The circuit, combined with the special ink that, after being heated and fused to the paper, uses the release of heat as the paper cools to send a strong enough “charge” to a blob of ink in one corner of the paper to achieve a minor goal of the Department of Dastardly Deeds.
The scientists have asked us not to reveal their goal at this time.
We won’t, because we have to figure out if their goal aligns with our major milestones before we decide to increase or eliminate their department budget.
While that’s going on, we’ll let you know that the brain circuit reconfiguration we’re testing on Jesse Jackson, Jr., may work this time. We have tried similar experiments on other members in the public eye (refrain from referring to our previous work as “lobotomy,” electroshock treatment, drug cocktail service, etc.), in order to keep them in line with our milestones.

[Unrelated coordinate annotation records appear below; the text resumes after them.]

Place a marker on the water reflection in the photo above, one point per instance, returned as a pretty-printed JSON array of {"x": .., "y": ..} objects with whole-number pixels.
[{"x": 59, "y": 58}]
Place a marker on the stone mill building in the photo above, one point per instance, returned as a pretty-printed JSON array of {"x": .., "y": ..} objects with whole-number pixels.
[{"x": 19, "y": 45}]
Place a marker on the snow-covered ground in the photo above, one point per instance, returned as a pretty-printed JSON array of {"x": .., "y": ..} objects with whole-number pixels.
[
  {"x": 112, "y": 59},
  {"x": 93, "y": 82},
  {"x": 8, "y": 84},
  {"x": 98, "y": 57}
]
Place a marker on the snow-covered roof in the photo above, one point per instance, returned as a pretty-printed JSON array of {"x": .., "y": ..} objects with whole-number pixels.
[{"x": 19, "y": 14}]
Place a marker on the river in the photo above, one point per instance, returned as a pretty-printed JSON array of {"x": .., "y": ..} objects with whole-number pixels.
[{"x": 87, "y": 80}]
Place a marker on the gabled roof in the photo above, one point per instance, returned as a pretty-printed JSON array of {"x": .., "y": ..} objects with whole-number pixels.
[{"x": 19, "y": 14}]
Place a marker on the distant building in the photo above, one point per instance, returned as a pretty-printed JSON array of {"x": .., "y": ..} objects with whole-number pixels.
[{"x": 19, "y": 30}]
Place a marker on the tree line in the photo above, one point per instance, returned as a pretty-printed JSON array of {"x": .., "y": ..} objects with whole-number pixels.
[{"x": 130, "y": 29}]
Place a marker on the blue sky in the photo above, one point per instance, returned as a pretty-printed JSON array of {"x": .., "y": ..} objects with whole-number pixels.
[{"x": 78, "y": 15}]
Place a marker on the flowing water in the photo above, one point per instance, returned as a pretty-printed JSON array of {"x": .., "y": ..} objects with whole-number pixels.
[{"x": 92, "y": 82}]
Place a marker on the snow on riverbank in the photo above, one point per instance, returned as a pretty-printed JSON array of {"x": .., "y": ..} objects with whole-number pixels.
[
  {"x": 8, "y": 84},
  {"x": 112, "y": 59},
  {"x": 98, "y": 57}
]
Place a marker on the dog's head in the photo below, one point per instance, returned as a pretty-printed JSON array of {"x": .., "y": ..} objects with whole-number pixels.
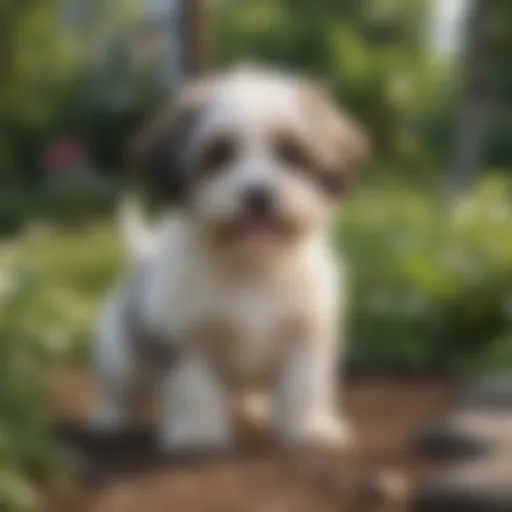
[{"x": 255, "y": 158}]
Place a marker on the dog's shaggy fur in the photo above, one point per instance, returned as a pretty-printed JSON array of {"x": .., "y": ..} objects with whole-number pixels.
[{"x": 235, "y": 292}]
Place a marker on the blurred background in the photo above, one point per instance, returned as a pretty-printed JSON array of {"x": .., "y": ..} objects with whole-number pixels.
[{"x": 430, "y": 79}]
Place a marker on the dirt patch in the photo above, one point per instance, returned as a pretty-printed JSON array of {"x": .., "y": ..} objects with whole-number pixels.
[{"x": 126, "y": 474}]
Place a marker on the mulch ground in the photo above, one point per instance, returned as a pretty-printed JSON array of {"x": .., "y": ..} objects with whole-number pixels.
[{"x": 126, "y": 474}]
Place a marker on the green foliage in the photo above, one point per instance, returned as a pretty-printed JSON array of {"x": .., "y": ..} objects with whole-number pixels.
[
  {"x": 65, "y": 205},
  {"x": 50, "y": 288},
  {"x": 374, "y": 55},
  {"x": 26, "y": 448}
]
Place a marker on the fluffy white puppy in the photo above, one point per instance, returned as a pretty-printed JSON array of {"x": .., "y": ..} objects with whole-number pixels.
[{"x": 236, "y": 291}]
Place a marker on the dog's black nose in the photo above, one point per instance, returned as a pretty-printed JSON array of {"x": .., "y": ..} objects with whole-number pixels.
[{"x": 258, "y": 200}]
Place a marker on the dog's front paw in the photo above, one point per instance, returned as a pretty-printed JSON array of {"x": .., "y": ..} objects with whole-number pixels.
[
  {"x": 324, "y": 431},
  {"x": 193, "y": 439}
]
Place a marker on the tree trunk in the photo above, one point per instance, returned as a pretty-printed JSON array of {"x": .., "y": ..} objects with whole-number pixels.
[
  {"x": 476, "y": 110},
  {"x": 196, "y": 44}
]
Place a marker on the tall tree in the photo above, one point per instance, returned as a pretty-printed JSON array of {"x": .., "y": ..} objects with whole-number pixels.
[{"x": 476, "y": 99}]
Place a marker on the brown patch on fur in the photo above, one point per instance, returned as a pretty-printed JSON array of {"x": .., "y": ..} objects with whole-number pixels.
[{"x": 158, "y": 149}]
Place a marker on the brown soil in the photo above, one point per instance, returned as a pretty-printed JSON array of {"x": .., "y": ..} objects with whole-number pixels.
[{"x": 126, "y": 474}]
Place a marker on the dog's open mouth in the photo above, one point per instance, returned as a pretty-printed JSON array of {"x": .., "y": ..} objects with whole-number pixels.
[{"x": 255, "y": 231}]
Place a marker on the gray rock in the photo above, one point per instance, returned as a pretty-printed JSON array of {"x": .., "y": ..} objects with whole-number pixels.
[
  {"x": 480, "y": 423},
  {"x": 475, "y": 487}
]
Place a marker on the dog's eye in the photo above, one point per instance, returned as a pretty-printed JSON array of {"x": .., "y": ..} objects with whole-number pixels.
[
  {"x": 292, "y": 152},
  {"x": 217, "y": 154}
]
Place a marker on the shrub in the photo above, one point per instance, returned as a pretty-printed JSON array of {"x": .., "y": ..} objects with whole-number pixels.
[
  {"x": 67, "y": 205},
  {"x": 432, "y": 283}
]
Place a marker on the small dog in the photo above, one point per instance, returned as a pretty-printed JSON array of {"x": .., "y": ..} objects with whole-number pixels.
[{"x": 235, "y": 294}]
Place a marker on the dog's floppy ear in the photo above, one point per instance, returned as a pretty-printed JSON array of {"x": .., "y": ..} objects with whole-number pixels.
[
  {"x": 158, "y": 151},
  {"x": 342, "y": 145}
]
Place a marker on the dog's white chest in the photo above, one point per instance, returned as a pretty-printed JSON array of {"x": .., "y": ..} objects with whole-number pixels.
[{"x": 246, "y": 326}]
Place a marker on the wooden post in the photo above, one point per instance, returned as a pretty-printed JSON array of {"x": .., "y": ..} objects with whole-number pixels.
[{"x": 194, "y": 41}]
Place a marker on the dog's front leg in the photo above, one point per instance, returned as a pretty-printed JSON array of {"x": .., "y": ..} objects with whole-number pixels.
[
  {"x": 305, "y": 397},
  {"x": 197, "y": 412}
]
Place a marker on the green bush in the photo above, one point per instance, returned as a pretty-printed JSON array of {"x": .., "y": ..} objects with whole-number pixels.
[
  {"x": 65, "y": 205},
  {"x": 26, "y": 447},
  {"x": 431, "y": 282}
]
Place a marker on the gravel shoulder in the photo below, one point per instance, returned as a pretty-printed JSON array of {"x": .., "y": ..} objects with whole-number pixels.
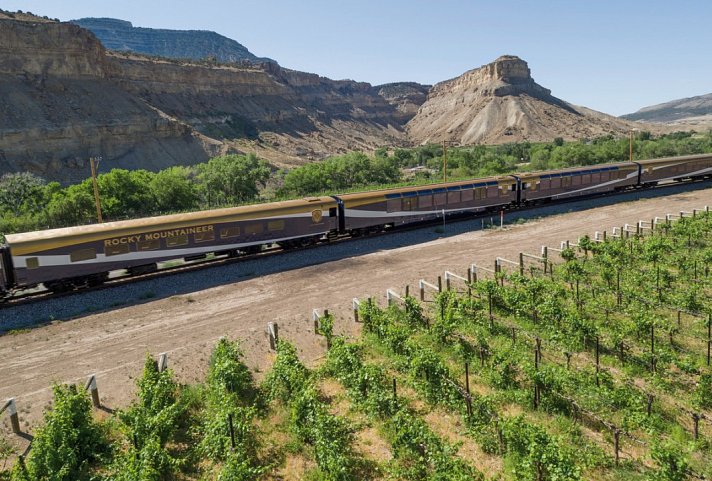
[{"x": 180, "y": 316}]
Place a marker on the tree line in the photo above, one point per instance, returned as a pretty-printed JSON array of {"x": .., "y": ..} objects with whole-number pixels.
[{"x": 28, "y": 202}]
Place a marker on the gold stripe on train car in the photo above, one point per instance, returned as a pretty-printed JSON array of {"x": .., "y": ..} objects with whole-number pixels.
[{"x": 22, "y": 244}]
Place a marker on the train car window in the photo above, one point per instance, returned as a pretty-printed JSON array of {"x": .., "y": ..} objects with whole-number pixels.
[
  {"x": 229, "y": 232},
  {"x": 116, "y": 250},
  {"x": 392, "y": 205},
  {"x": 253, "y": 229},
  {"x": 275, "y": 225},
  {"x": 149, "y": 245},
  {"x": 453, "y": 197},
  {"x": 204, "y": 236},
  {"x": 425, "y": 201},
  {"x": 175, "y": 241},
  {"x": 82, "y": 255}
]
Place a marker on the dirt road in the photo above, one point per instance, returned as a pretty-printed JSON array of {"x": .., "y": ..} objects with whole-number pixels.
[{"x": 114, "y": 344}]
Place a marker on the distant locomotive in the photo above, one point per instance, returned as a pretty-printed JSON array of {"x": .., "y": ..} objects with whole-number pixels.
[{"x": 73, "y": 257}]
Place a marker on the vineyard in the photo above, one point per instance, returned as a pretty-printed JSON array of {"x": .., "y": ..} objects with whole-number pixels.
[{"x": 589, "y": 362}]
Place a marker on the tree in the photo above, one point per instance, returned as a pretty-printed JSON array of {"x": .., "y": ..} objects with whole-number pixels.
[
  {"x": 173, "y": 190},
  {"x": 21, "y": 192},
  {"x": 126, "y": 194},
  {"x": 68, "y": 440},
  {"x": 232, "y": 179}
]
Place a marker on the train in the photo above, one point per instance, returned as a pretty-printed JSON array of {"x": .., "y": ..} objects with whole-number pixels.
[{"x": 75, "y": 257}]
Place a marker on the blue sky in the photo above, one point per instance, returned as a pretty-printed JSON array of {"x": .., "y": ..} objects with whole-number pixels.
[{"x": 612, "y": 56}]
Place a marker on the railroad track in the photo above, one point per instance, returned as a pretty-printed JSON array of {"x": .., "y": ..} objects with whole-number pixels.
[{"x": 38, "y": 296}]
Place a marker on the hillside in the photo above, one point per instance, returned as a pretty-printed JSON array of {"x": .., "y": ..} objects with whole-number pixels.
[
  {"x": 500, "y": 102},
  {"x": 688, "y": 111},
  {"x": 121, "y": 35},
  {"x": 67, "y": 98},
  {"x": 60, "y": 107}
]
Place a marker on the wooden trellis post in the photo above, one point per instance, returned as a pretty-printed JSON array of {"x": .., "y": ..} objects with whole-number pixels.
[
  {"x": 93, "y": 390},
  {"x": 11, "y": 408},
  {"x": 273, "y": 334},
  {"x": 162, "y": 363}
]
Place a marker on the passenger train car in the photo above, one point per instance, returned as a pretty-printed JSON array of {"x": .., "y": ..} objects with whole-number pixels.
[{"x": 72, "y": 257}]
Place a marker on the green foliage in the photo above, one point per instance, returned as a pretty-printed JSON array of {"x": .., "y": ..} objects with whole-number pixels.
[
  {"x": 310, "y": 419},
  {"x": 230, "y": 388},
  {"x": 540, "y": 456},
  {"x": 671, "y": 461},
  {"x": 21, "y": 192},
  {"x": 150, "y": 423},
  {"x": 228, "y": 374},
  {"x": 232, "y": 179},
  {"x": 150, "y": 463},
  {"x": 174, "y": 189},
  {"x": 68, "y": 442},
  {"x": 702, "y": 395},
  {"x": 157, "y": 408}
]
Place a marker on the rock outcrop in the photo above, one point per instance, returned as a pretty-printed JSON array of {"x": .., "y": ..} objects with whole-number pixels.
[
  {"x": 688, "y": 112},
  {"x": 500, "y": 102},
  {"x": 121, "y": 35},
  {"x": 66, "y": 98},
  {"x": 61, "y": 107}
]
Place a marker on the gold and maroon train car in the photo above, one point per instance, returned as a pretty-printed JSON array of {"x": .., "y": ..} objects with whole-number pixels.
[
  {"x": 576, "y": 182},
  {"x": 365, "y": 211},
  {"x": 675, "y": 168},
  {"x": 67, "y": 257}
]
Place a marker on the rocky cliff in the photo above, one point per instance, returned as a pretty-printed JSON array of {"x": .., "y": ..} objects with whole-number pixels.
[
  {"x": 688, "y": 112},
  {"x": 61, "y": 107},
  {"x": 66, "y": 98},
  {"x": 121, "y": 35},
  {"x": 500, "y": 102}
]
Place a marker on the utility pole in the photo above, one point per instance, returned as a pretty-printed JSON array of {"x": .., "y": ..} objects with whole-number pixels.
[
  {"x": 445, "y": 145},
  {"x": 630, "y": 136},
  {"x": 96, "y": 187}
]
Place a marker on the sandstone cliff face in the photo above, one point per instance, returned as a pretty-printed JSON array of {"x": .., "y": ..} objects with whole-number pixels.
[
  {"x": 287, "y": 116},
  {"x": 60, "y": 107},
  {"x": 121, "y": 35},
  {"x": 500, "y": 102}
]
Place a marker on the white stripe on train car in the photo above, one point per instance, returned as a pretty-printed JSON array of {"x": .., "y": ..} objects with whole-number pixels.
[
  {"x": 686, "y": 174},
  {"x": 63, "y": 260}
]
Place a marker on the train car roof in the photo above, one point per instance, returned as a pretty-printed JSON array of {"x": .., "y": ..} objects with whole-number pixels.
[
  {"x": 684, "y": 158},
  {"x": 431, "y": 188},
  {"x": 171, "y": 221},
  {"x": 587, "y": 169}
]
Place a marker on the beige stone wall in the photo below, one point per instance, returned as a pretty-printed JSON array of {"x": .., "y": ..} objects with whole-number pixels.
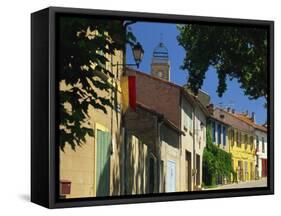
[
  {"x": 186, "y": 144},
  {"x": 169, "y": 152},
  {"x": 136, "y": 166}
]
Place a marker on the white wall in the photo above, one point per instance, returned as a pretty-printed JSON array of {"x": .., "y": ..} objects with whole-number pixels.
[{"x": 15, "y": 107}]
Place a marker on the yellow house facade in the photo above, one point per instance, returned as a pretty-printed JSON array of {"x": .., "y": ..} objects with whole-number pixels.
[
  {"x": 243, "y": 154},
  {"x": 240, "y": 143}
]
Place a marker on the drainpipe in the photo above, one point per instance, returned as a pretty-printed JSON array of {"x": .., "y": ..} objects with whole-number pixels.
[
  {"x": 194, "y": 150},
  {"x": 159, "y": 124}
]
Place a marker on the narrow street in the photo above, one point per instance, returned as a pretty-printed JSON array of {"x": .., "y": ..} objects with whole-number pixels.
[{"x": 255, "y": 183}]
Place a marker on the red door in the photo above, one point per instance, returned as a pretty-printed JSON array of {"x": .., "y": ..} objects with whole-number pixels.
[{"x": 264, "y": 167}]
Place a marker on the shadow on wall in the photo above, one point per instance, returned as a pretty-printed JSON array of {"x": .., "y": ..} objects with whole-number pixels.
[{"x": 137, "y": 167}]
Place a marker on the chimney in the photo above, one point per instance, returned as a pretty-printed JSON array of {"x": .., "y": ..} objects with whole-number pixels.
[{"x": 253, "y": 117}]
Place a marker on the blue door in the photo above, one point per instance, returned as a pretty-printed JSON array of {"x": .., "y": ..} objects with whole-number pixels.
[
  {"x": 102, "y": 163},
  {"x": 171, "y": 176}
]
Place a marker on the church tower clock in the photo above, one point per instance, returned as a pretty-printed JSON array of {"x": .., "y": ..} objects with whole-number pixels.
[{"x": 160, "y": 64}]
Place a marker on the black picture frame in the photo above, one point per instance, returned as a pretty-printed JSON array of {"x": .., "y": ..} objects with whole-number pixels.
[{"x": 44, "y": 90}]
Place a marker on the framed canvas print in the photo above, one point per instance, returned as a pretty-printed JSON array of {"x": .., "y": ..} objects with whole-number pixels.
[{"x": 138, "y": 107}]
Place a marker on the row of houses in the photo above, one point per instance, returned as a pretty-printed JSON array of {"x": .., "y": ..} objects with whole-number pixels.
[
  {"x": 238, "y": 134},
  {"x": 152, "y": 140}
]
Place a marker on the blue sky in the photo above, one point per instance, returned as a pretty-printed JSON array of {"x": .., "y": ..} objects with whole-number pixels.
[{"x": 149, "y": 35}]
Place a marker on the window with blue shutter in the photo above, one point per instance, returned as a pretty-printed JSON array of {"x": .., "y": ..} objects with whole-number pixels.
[
  {"x": 214, "y": 131},
  {"x": 102, "y": 163},
  {"x": 224, "y": 135},
  {"x": 219, "y": 134}
]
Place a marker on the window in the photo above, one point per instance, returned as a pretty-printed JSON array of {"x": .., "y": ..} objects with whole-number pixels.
[
  {"x": 160, "y": 74},
  {"x": 257, "y": 143},
  {"x": 252, "y": 142},
  {"x": 224, "y": 135},
  {"x": 214, "y": 131},
  {"x": 232, "y": 136},
  {"x": 219, "y": 134},
  {"x": 246, "y": 141},
  {"x": 239, "y": 139}
]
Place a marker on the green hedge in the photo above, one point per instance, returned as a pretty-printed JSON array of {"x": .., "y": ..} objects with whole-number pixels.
[{"x": 216, "y": 162}]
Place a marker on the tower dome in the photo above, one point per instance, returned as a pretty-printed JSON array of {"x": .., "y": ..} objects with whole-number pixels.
[
  {"x": 160, "y": 52},
  {"x": 160, "y": 64}
]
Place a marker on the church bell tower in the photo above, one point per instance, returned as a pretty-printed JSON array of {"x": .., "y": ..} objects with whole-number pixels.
[{"x": 160, "y": 64}]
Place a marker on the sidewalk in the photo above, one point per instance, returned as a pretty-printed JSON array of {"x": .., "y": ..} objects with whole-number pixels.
[{"x": 249, "y": 184}]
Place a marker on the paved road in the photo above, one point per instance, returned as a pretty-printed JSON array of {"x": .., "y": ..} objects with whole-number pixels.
[{"x": 249, "y": 184}]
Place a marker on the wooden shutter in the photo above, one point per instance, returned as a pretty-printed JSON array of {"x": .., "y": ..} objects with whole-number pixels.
[{"x": 102, "y": 163}]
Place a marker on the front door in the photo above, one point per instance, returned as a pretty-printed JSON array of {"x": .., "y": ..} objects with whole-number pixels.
[
  {"x": 102, "y": 163},
  {"x": 171, "y": 176},
  {"x": 188, "y": 170},
  {"x": 264, "y": 167}
]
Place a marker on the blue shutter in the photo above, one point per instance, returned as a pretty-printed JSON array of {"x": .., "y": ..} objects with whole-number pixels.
[{"x": 102, "y": 163}]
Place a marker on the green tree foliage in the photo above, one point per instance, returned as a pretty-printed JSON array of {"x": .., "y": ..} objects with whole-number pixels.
[
  {"x": 83, "y": 45},
  {"x": 216, "y": 162},
  {"x": 235, "y": 52}
]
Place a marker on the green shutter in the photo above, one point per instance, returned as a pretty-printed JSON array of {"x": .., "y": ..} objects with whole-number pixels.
[{"x": 102, "y": 163}]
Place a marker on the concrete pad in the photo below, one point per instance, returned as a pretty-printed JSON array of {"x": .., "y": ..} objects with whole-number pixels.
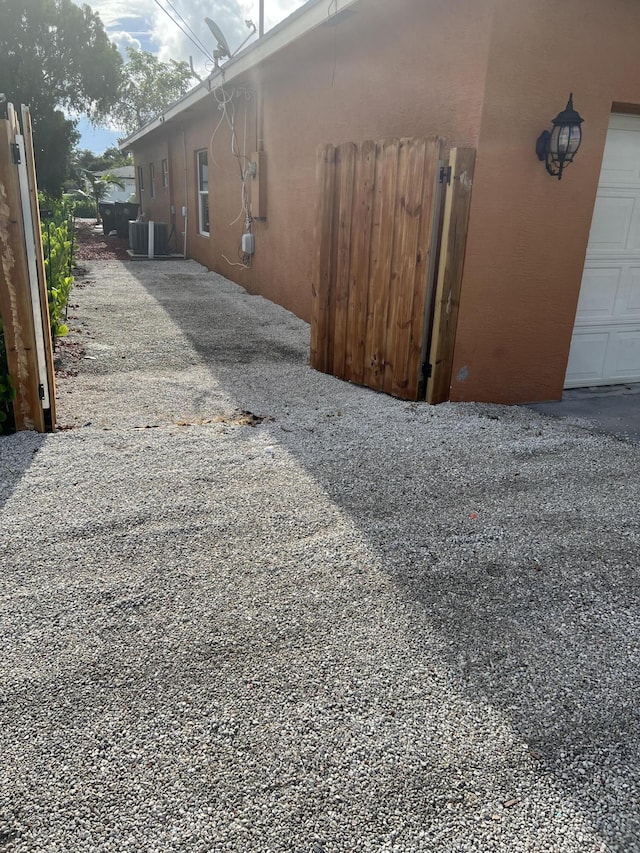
[{"x": 610, "y": 409}]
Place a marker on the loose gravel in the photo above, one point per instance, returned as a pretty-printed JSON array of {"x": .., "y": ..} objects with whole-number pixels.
[{"x": 249, "y": 607}]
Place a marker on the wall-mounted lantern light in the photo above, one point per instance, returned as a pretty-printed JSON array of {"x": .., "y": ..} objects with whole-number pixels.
[{"x": 558, "y": 147}]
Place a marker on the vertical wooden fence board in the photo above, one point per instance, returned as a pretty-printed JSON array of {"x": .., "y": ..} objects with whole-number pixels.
[
  {"x": 424, "y": 268},
  {"x": 346, "y": 157},
  {"x": 454, "y": 236},
  {"x": 405, "y": 384},
  {"x": 39, "y": 256},
  {"x": 395, "y": 317},
  {"x": 381, "y": 260},
  {"x": 321, "y": 288},
  {"x": 365, "y": 172},
  {"x": 15, "y": 295},
  {"x": 377, "y": 230}
]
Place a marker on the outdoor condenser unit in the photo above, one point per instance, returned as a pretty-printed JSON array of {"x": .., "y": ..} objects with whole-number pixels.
[{"x": 139, "y": 238}]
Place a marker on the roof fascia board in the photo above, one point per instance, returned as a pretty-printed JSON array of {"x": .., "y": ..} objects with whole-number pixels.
[{"x": 298, "y": 24}]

Those who haven’t stayed on message have been moved aside (again, refrain from referring to our previous work as “failing the newspaper test,” “assassination,” “drug overdose,” suicide, not seeking reelection, retiring unexpectedly, etc.).
Managing a planet is distracting, we admit, but, on days when we’re bored, it provides an entertaining respite from looking back at this time period 1000 years in the future while trying to live a fulfilling life 1000 years from now, too.